RE: What is it that you're looking for?

Posts: 22924 Join Date: 8/6/09 Recent Posts
Author: suachua

Thankyou for asking this question yabaxoule, I've had to go away and think about it a bit before coming back, [Im sure its given lots of others food for thought too] and I'm still not sure of the best way to put the answer now...I think perhaps there are a lot of them. I will try to put major ones into words but please allow for inaccuracy in finding the right ones...does anyone else find words a sometimes frustrating approximation of what you want to express?

Anyway, one reason at the bottom of why I do any of this is what could be called a compulsion. It has come to the point where if I am doing anything in everyday life there is a niggling, a feeling that everything i am doing is a sort of overlaying, a distraction from or distortion of what I would really like to be doing, which is paying close attention to things.
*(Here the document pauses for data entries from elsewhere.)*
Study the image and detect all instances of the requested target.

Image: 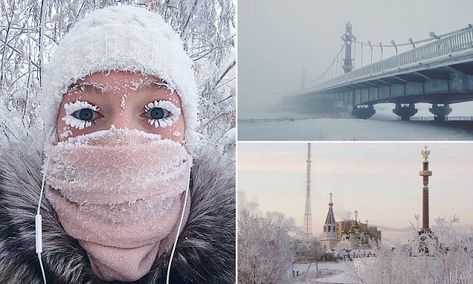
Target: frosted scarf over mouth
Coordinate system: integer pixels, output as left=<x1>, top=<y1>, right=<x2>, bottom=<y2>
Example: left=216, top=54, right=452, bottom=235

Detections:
left=45, top=129, right=192, bottom=281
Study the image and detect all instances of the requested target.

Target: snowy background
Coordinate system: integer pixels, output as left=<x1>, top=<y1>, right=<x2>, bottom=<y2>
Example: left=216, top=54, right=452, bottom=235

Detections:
left=0, top=0, right=236, bottom=156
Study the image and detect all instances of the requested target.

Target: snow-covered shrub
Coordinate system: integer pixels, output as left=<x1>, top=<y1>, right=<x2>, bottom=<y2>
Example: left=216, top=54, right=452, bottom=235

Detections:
left=238, top=210, right=294, bottom=284
left=349, top=218, right=473, bottom=284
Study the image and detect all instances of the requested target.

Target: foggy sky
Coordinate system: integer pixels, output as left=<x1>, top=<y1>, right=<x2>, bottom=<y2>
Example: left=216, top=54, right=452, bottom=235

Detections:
left=237, top=142, right=473, bottom=242
left=238, top=0, right=473, bottom=117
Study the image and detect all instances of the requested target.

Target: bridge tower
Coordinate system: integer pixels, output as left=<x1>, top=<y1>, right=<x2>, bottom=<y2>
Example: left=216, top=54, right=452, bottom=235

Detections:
left=342, top=22, right=355, bottom=73
left=304, top=143, right=312, bottom=238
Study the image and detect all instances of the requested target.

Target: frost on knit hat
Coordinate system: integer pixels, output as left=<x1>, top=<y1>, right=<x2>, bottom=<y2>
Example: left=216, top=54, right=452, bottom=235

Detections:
left=41, top=5, right=198, bottom=142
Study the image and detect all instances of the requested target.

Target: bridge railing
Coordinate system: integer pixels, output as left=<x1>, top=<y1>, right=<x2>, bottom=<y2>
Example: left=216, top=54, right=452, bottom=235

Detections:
left=315, top=27, right=473, bottom=90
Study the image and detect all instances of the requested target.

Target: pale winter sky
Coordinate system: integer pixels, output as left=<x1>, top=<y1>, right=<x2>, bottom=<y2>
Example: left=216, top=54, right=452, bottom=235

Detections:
left=238, top=0, right=473, bottom=117
left=237, top=143, right=473, bottom=242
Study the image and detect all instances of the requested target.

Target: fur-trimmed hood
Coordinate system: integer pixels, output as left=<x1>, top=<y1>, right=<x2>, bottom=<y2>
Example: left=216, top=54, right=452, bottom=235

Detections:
left=0, top=134, right=235, bottom=283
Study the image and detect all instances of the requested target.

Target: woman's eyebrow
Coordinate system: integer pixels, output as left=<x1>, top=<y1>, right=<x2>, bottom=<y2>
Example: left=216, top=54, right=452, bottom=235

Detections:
left=67, top=80, right=106, bottom=94
left=133, top=79, right=172, bottom=91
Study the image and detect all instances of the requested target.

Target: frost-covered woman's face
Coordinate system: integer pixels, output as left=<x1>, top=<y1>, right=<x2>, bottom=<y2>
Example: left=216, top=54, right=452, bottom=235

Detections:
left=56, top=71, right=185, bottom=142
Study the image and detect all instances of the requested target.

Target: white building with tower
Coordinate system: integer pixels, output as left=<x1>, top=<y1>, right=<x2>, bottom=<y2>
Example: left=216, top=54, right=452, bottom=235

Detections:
left=320, top=193, right=340, bottom=249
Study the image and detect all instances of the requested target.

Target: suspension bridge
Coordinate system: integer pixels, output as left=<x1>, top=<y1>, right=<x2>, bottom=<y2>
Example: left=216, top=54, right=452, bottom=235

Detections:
left=294, top=23, right=473, bottom=120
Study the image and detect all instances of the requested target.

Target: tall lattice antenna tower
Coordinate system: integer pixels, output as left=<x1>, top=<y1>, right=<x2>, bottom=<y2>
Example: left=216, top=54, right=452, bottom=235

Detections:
left=304, top=143, right=312, bottom=237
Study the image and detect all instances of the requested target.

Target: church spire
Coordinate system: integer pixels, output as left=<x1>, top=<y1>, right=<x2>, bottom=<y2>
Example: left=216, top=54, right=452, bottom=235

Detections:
left=324, top=192, right=336, bottom=226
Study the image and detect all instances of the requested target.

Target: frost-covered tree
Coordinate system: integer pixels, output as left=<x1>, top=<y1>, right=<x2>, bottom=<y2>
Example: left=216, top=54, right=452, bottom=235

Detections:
left=349, top=218, right=473, bottom=284
left=238, top=210, right=294, bottom=284
left=0, top=0, right=236, bottom=152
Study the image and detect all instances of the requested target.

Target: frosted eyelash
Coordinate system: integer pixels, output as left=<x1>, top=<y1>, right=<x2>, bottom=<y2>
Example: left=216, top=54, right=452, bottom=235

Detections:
left=145, top=101, right=181, bottom=128
left=62, top=100, right=100, bottom=129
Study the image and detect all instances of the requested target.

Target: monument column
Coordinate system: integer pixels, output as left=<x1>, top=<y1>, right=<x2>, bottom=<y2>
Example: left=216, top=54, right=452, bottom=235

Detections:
left=419, top=146, right=432, bottom=234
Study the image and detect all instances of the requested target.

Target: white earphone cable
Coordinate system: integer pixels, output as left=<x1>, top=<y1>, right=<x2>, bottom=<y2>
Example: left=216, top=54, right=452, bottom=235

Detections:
left=166, top=157, right=192, bottom=284
left=35, top=129, right=53, bottom=284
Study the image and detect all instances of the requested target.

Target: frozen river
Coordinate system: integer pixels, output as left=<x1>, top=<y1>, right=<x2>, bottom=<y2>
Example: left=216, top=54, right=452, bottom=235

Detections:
left=238, top=103, right=473, bottom=141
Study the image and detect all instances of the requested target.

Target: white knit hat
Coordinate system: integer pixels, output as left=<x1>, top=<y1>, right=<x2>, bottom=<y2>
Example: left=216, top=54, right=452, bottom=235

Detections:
left=40, top=5, right=198, bottom=142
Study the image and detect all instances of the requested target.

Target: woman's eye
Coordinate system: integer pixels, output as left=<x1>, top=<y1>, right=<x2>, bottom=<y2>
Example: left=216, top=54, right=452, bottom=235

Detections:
left=148, top=107, right=171, bottom=119
left=143, top=98, right=181, bottom=128
left=72, top=108, right=95, bottom=121
left=63, top=100, right=102, bottom=129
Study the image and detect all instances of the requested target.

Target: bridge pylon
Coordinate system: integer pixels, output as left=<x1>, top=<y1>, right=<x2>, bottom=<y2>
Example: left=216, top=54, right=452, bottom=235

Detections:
left=342, top=22, right=355, bottom=73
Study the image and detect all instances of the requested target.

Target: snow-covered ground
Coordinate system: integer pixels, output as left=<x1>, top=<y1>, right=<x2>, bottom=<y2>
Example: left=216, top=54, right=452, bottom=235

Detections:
left=292, top=262, right=356, bottom=284
left=238, top=104, right=473, bottom=141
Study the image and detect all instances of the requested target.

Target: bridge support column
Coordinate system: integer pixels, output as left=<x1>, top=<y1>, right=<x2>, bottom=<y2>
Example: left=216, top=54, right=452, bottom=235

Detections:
left=351, top=105, right=376, bottom=119
left=393, top=104, right=418, bottom=120
left=429, top=104, right=452, bottom=121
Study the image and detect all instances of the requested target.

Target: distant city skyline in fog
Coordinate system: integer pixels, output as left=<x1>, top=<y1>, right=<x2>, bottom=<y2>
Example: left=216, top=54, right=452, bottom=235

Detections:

The only time I really feel like I am going somewhere [not the same as feeling satisfied or happy, sometimes even distinctly unpleasant, but ultimately preferable to me] is when I am practicing [not neccessarily formally], or reading/ talking about somethign in a way that serves as a useful stimulus to understanding.

Also, I was sat in a field last summer with good music, good food and great company, a sublime atmosphere and gentle sunshine, thinking, 'blimey, looks like I have everything I ever wanted in life. Somehow, I'm not completely happy.' And I would like to address this.

Yes, I'd like to second that 'the more the merrier', please do everybody reply, even if you dont really know why and its speculation, this is really interesting

best

ettie
Ed clay vannoy, modified 14 Years ago at 5/21/09 11:27 PM
Created 14 Years ago at 5/21/09 11:27 PM

RE: What is it that you're looking for?

Posts: 0 Join Date: 8/22/09 Recent Posts
For me, it is being able to say, "The nagging toothache of insight disease is gone. Done is what needs to be done." My Big E Moment came back in the mid-90s and I haven't been able to talk about it at all. Now I can.

Also, to the extent that I am able, I want to help others get the same thing as skillfully as possible.